Among the advantages provided by the embodiments and description herein is the advantage of determining a minimal subset of light sources from among a superset of light sources, and corresponding incident illumination angles, which can be used to image materials without compromising on material classification accuracy. As the number of light sources increases, there is a geometric increase in the complexity of building, maintaining and using a material classification system, and a geometric increase in the time and processing power required for accurate classification results.

Other advantages include a reduction in the number of images captured and consequently the dimensionality of the feature vectors needed to represent the materials in the classification algorithm. This would result in decreasing both the training and test time. Decreasing the training time would be useful in case of deployment of an online training material classifier. Decreasing the test time can be important when a classifier is deployed in a factory setting for recycling.

Other Embodiments

According to other embodiments contemplated by the present disclosure, example embodiments may include a computer processor such as a single core or multi-core central processing unit (CPU) or micro-processing unit (MPU), which is constructed to realize the functionality described above. The computer processor might be incorporated in a stand-alone apparatus or in a multi-component apparatus, or might comprise multiple computer processors which are constructed to work together to realize such functionality. The computer processor or processors execute a computer-executable program (sometimes referred to as computer-executable instructions or computer-executable code) to perform some or all of the above-described functions. The computer-executable program may be pre-stored in the computer processor(s), or the computer processor(s) may be functionally connected for access to a non-transitory computer-readable storage medium on which the computer-executable program or program steps are stored. For these purposes, access to the non-transitory computer-readable storage medium may be a local access such as by access via a local memory bus structure, or may be a remote access such as by access via a wired or wireless network or Internet. The computer processor(s) may thereafter be operated to execute the computer-executable program or program steps to perform functions of the above-described embodiments.

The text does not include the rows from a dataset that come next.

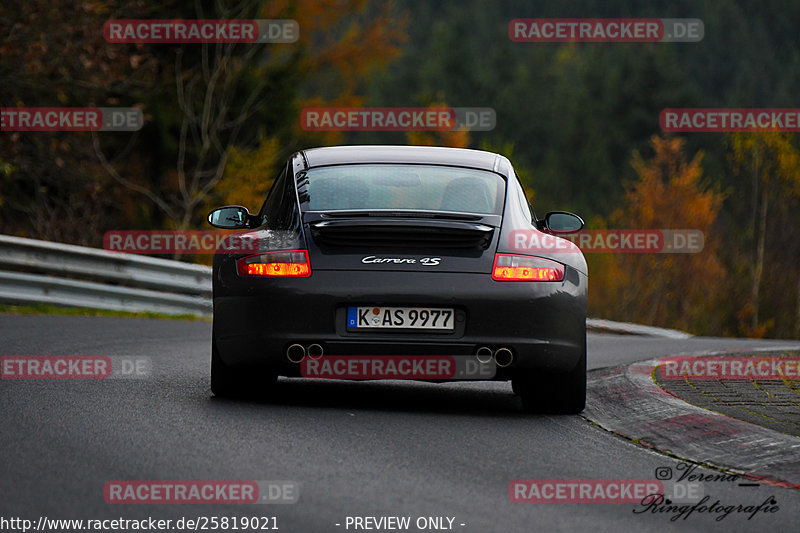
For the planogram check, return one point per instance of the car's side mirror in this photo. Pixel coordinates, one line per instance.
(560, 222)
(232, 217)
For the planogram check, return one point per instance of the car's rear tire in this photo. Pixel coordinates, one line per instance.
(227, 382)
(553, 393)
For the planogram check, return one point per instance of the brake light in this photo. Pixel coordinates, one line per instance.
(290, 263)
(509, 267)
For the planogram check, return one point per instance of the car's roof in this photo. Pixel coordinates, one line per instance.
(437, 155)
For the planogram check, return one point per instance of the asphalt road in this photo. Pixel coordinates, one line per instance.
(356, 449)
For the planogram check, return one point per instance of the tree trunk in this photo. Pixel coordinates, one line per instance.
(759, 267)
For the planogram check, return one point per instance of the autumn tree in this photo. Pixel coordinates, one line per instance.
(771, 161)
(667, 289)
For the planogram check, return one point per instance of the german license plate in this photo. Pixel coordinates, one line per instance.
(430, 318)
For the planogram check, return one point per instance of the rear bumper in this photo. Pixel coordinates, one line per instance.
(543, 323)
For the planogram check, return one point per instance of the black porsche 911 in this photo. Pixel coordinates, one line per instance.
(388, 252)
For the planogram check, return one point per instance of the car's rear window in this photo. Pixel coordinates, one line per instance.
(404, 187)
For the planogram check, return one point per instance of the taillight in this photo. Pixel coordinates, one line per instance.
(509, 267)
(290, 263)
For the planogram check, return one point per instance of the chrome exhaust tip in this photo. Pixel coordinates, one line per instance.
(503, 357)
(315, 351)
(295, 353)
(484, 354)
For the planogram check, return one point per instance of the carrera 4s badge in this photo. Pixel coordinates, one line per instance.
(429, 261)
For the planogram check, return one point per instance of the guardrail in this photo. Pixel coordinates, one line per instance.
(64, 274)
(41, 272)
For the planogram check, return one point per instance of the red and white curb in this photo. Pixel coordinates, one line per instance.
(626, 400)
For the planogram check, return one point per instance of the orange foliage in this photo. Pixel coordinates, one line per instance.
(671, 290)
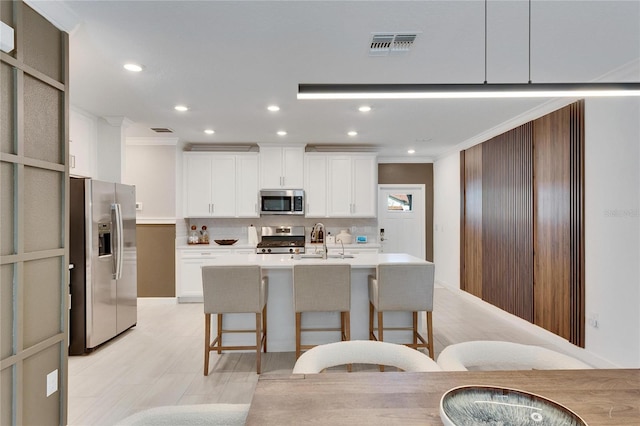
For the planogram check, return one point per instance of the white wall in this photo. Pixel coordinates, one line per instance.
(612, 236)
(110, 151)
(151, 167)
(612, 230)
(446, 220)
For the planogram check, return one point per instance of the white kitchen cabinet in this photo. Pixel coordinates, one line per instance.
(352, 185)
(189, 276)
(247, 186)
(281, 167)
(83, 137)
(220, 185)
(352, 250)
(315, 185)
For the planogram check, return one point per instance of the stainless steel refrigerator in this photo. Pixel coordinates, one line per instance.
(102, 249)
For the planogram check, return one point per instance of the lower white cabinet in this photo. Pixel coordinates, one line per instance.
(189, 273)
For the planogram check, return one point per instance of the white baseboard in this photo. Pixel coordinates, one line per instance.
(157, 300)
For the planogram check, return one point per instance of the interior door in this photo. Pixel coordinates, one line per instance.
(401, 219)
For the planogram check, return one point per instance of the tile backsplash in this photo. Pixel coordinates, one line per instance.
(237, 228)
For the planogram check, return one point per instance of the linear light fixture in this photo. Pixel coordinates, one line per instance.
(459, 91)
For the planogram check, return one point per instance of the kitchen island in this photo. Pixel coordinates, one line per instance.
(280, 314)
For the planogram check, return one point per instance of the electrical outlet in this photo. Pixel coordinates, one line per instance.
(52, 382)
(593, 321)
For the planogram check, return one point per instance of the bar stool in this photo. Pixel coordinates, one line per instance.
(402, 287)
(321, 288)
(234, 289)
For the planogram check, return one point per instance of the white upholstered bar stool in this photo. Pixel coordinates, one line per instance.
(402, 287)
(321, 288)
(234, 289)
(321, 357)
(499, 355)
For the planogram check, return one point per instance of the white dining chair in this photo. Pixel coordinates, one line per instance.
(499, 355)
(363, 352)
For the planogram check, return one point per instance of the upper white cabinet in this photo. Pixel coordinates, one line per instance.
(340, 185)
(315, 185)
(220, 185)
(281, 167)
(247, 186)
(83, 138)
(352, 185)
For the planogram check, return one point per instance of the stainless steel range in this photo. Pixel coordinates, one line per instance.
(281, 239)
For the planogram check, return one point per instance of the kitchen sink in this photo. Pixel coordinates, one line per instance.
(330, 256)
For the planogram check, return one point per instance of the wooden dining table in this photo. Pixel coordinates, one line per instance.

According to still further embodiments contemplated by the present disclosure, example embodiments may include methods in which the functionality described above is performed by a computer processor such as a single core or multi-core central processing unit (CPU) or micro-processing unit (MPU). As explained above, the computer processor might be incorporated in a stand-alone apparatus or in a multi-component apparatus, or might comprise multiple computer processors which work together to perform such functionality. The computer processor or processors execute a computer-executable program (sometimes referred to as computer-executable instructions or computer-executable code) to perform some or all of the above-described functions. The computer-executable program may be pre-stored in the computer processor(s), or the computer processor(s) may be functionally connected for access to a non-transitory computer-readable storage medium on which the computer-executable program or program steps are stored. Access to the non-transitory computer-readable storage medium may form part of the method of the embodiment. For these purposes, access to the non-transitory computer-readable storage medium may be a local access such as by access via a local memory bus structure, or may be a remote access such as by access via a wired or wireless network or Internet. The computer processor(s) is/are thereafter operated to execute the computer-executable program or program steps to perform functions of the above-described embodiments.

The non-transitory computer-readable storage medium on which a computer-executable program or program steps are stored may be any of a wide variety of tangible storage devices which are constructed to retrievably store data, including, for example, any of a flexible disk (floppy disk), a hard disk, an optical disk, a magneto-optical disk, a compact disc (CD), a digital versatile disc (DVD), micro-drive, a read only memory (ROM), random access memory (RAM), erasable programmable read only memory (EPROM), electrically erasable programmable read only memory (EEPROM), dynamic random access memory (DRAM), video RAM (VRAM), a magnetic tape or card, optical card, nanosystem, molecular memory integrated circuit, redundant array of independent disks (RAID), a nonvolatile memory card, a flash memory device, a storage of distributed computing systems and the like. The storage medium may be a function expansion unit removably inserted in and/or remotely accessed by the apparatus or system for use with the computer processor(s).

This disclosure has provided a detailed description with respect to particular representative embodiments. It is understood that the scope of the claims directed to the inventive aspects described herein is not limited to the above-described embodiments and that various changes and modifications may be made without departing from the scope of such claims.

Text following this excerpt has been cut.